YOKOFAKUN: erlang

Showing posts with label erlang. Show all posts

17 December 2009

Playing with Erlang (3): concurrency

In this post I'll show how to write a multithreaded erlang program where each child process will calculate if a given number is a Prime Number (not rocket science, a brute force algorithm will be used).

First this erlang module is called 'prime':

-module(prime).

The method named 'test' with no argument is public

-export([test/0]).

The method named 'start' creates a new thread for the function 'loop'. It returns the ID of this new thread.

start()-> spawn(fun loop/0).

The 'loop' method waits for a message in a child process. When it receives a message matching the pattern '{ _From, {prime,Number},Start }' it invokes the recursive function is_prime and prints the result:

loop()->
receive
{ _From, {prime,Number},Start }->
io:format("result=~p\n Process-ID=~p\n Duration=~p ~n",[
is_prime(2,Number),
self(),
timer:now_diff(now(),Start)/1.0e6
])
;
{_From,_Other} ->
io:format("Booomm~n",[])
end.

The function 'is_prime' is a simple-and-stupid recursive method testing if a number is a prime where we search if the numbers 'Div' lower than 'N' have a modulus of 'Number/Div=0':

is_prime(Div,Number)->
if
Div =:= Number -> {result,{number,Number},{prime,true}};
Number rem Div =:= 0 -> {result,{number,Number},{prime,false}};
true-> is_prime(Div+1,Number)
end.

The method named 'rpc' sends the ID of the current process, the prime number and the current system time to the child process:

rpc(Pid,Request)->
Pid ! { self(), Request , now()}
.

The 'test' method creates a list 'NUMS' of numbers.
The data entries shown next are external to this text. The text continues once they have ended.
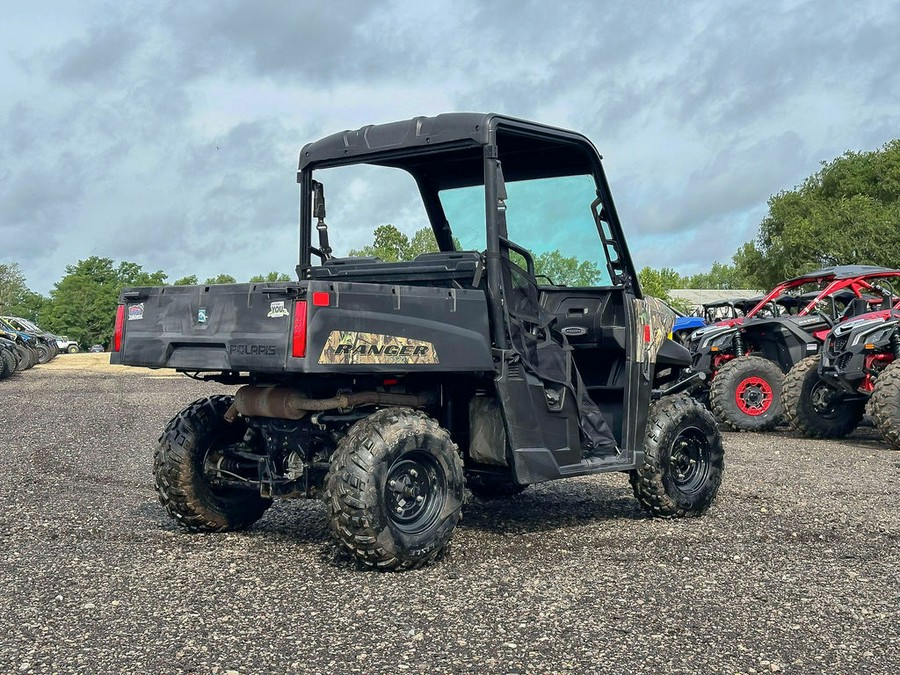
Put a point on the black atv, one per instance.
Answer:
(825, 395)
(745, 360)
(386, 388)
(44, 343)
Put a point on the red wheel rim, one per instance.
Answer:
(753, 396)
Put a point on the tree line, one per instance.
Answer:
(847, 212)
(82, 304)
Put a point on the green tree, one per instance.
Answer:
(12, 286)
(271, 276)
(82, 304)
(846, 213)
(720, 276)
(221, 279)
(566, 271)
(28, 306)
(659, 282)
(391, 245)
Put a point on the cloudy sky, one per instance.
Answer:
(167, 133)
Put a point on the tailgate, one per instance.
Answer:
(229, 327)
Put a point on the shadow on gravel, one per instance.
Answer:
(542, 509)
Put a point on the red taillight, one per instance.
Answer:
(120, 326)
(298, 338)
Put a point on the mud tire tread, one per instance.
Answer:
(798, 409)
(180, 485)
(354, 506)
(650, 482)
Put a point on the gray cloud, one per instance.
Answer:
(169, 135)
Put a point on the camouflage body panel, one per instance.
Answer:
(353, 347)
(656, 314)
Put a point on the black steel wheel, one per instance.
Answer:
(194, 438)
(24, 358)
(683, 459)
(816, 409)
(44, 353)
(394, 491)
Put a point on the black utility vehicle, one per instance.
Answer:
(387, 387)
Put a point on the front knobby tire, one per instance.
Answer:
(884, 406)
(43, 354)
(394, 492)
(7, 363)
(745, 394)
(813, 407)
(683, 459)
(195, 436)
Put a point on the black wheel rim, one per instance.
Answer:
(415, 491)
(689, 460)
(824, 401)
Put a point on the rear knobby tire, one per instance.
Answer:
(394, 491)
(181, 483)
(816, 409)
(745, 394)
(25, 358)
(44, 354)
(884, 406)
(7, 363)
(683, 459)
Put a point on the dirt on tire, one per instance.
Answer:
(802, 387)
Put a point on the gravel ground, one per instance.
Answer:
(795, 568)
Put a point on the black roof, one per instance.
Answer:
(447, 150)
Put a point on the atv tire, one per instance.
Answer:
(394, 492)
(814, 408)
(745, 394)
(493, 487)
(884, 406)
(24, 360)
(7, 363)
(683, 461)
(178, 465)
(44, 354)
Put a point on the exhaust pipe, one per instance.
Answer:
(292, 404)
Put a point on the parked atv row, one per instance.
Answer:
(744, 359)
(825, 395)
(23, 345)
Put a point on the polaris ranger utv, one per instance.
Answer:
(825, 395)
(746, 361)
(387, 387)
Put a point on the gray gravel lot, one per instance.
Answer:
(795, 569)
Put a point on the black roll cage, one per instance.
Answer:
(422, 147)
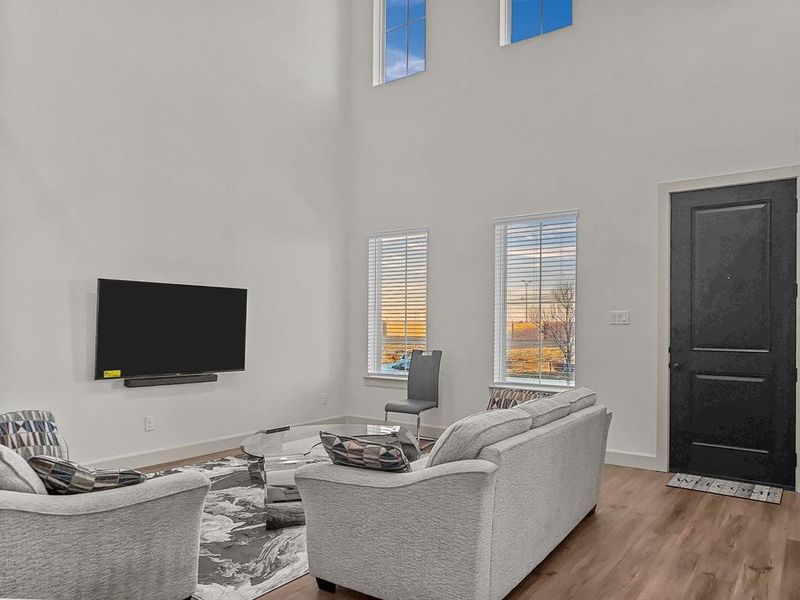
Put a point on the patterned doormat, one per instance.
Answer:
(239, 558)
(723, 487)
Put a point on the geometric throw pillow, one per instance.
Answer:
(32, 432)
(16, 475)
(365, 454)
(508, 397)
(62, 476)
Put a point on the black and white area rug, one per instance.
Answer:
(723, 487)
(239, 558)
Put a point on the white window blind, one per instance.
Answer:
(398, 300)
(535, 291)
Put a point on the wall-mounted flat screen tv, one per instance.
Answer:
(156, 329)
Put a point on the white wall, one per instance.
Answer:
(242, 143)
(193, 142)
(591, 117)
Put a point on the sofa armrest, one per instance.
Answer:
(424, 535)
(134, 542)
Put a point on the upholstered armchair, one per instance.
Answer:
(128, 543)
For each number N in this list the function prime:start is called and it returns a new thread-ID. This Thread-ID is sent with 'N' to the function rpc.

test()->
NUMS=[111, 197951153,197951154,102950143,65537,3,7,8,12],
lists:foreach( fun(N)-> Pid= start(), rpc(Pid,{prime,N}) end, NUMS )
.

All in one, here is the full code:

-module(prime).
-export([test/0]).

start()-> spawn(fun loop/0).

rpc(Pid,Request)->
Pid ! { self(), Request , now()}
.

loop()->
receive
{ _From, {prime,Number},Start }->
io:format("result=~p\n Process-ID=~p\n Duration=~p ~n",[
is_prime(2,Number),
self(),
timer:now_diff(now(),Start)/1.0e6
])
;
{_From,_Other} ->
io:format("Booomm~n",[])
end.

is_prime(Div,Number)->
if
Div =:= Number -> {result,{number,Number},{prime,true}};
Number rem Div =:= 0 -> {result,{number,Number},{prime,false}};
true-> is_prime(Div+1,Number)
end.

test()->
NUMS=[111, 197951153,197951154,102950143,65537,3,7,8,12],
lists:foreach( fun(N)-> Pid= start(), rpc(Pid,{prime,N}) end, NUMS )
.

Compiling:

erlc prime.erl

Running:

erl -noshell -s prime test

Result (as you can see, the biggest prime appears at the end of the list because it took more time for the calculation):

result={result,{number,65537},{prime,true}}
Process-ID=<0.34.0>
Duration=0.006522
result={result,{number,111},{prime,false}}
Process-ID=<0.30.0>
Duration=7.6e-5
result={result,{number,197951154},{prime,false}}
Process-ID=<0.32.0>
Duration=4.57e-4
result={result,{number,3},{prime,true}}
Process-ID=<0.35.0>
Duration=7.25e-4
result={result,{number,7},{prime,true}}
Process-ID=<0.36.0>
Duration=7.23e-4
result={result,{number,8},{prime,false}}
Process-ID=<0.37.0>
Duration=7.22e-4
result={result,{number,12},{prime,false}}
Process-ID=<0.38.0>
Duration=7.2e-4
result={result,{number,102950143},{prime,true}}
Process-ID=<0.33.0>
Duration=8.856508
result={result,{number,197951153},{prime,true}}
Process-ID=<0.31.0>
Duration=49.51542

That's it.
Pierre.

30 November 2009

Playing with Erlang (II)

transcripting a DNA to a RNA sequence with an anonymous function

lists:map(fun($T)->$U;(OTHER)->OTHER end,"AATAGCTGATCGACAATGTTAGCTAGGC").
>"AAUAGCUGAUCGACAAUGUUAGCUAGGC"

Testing if a symbol is an acid nucleic

> ACIDNUCLEICS="ATGCatgc".
"ATGCatgc"
> lists:member($A,ACIDNUCLEICS).
true
> lists:member($P,ACIDNUCLEICS).
false

Filtering a sequence with lists:filter

> IsAcidNucleic=fun(BASE)->lists:member(BASE,ACIDNUCLEICS) end.
#Fun<erl_eval.6.13229925>
> lists:filter( IsAcidNucleic, "1 ACGT ACGT ACGT ACGT ACGT ACGT 36").
"ACGTACGTACGTACGTACGTACGT"

Generating an array of numbers

> lists:seq(1,10).
[1,2,3,4,5,6,7,8,9,10]
> lists:seq(65,65+24).
"ABCDEFGHIJKLMNOPQRSTUVWXY"

The following notation says: add 32 to each item 'X' of the sequence 65 to 89.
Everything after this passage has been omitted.